In the first of a series of articles on recent political developments in Catalonia, Montserrat Guibernau looks at the growing divisions among Catalan citizens and their implications not only for Catalonia and Spain, but also the EU. This series has been commissioned by the Forum on Geopolitics at the University of Cambridge.

Spanish Prime Minister, Mariano Rajoy, insists that to accept Mr Carles Puigdemont’s legitimacy as President of the Generalitat of Catalonia while he remains in Belgium – where he is granted immunity according to Belgian law – is ‘illegal’ and that if the current situation continues, Catalan autonomy will remain suspended under the auspices of Article 155 of the Spanish constitution.

The attention Catalonia has recently attracted is mainly due to the unprecedented social and political non-violent mobilisation of grassroots citizens unhappy with the status quo, demanding not only self-determination and the right to decide their political future but more recently, due to the unresponsiveness of the Spanish government, full independence.

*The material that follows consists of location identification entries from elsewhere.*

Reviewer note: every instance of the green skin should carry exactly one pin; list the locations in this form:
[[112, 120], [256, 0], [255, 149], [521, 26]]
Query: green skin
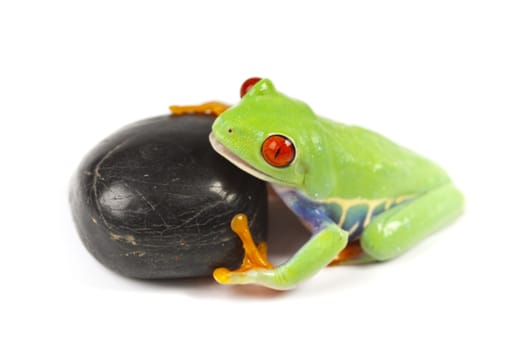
[[334, 163]]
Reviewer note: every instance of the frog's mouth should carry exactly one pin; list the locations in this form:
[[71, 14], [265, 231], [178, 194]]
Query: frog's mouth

As expected, Catalonia could not accept the direct rule approved by the Spanish Senate in October 2017, a move conferring full power to the Spanish Prime Minister to trigger Article 155 of the Spanish Constitution and rule Catalonia directly. Notably, pro-independence parties secured a renewed majority in the Catalan parliament on 21 December 2017, although the pro-union centre-right Ciudadanos party won the election. The result was a blow to Rajoy who had hopes of defusing the constitutional crisis in Catalonia – a long shot when his Popular Party is under pressure regarding significant allegations of corruption.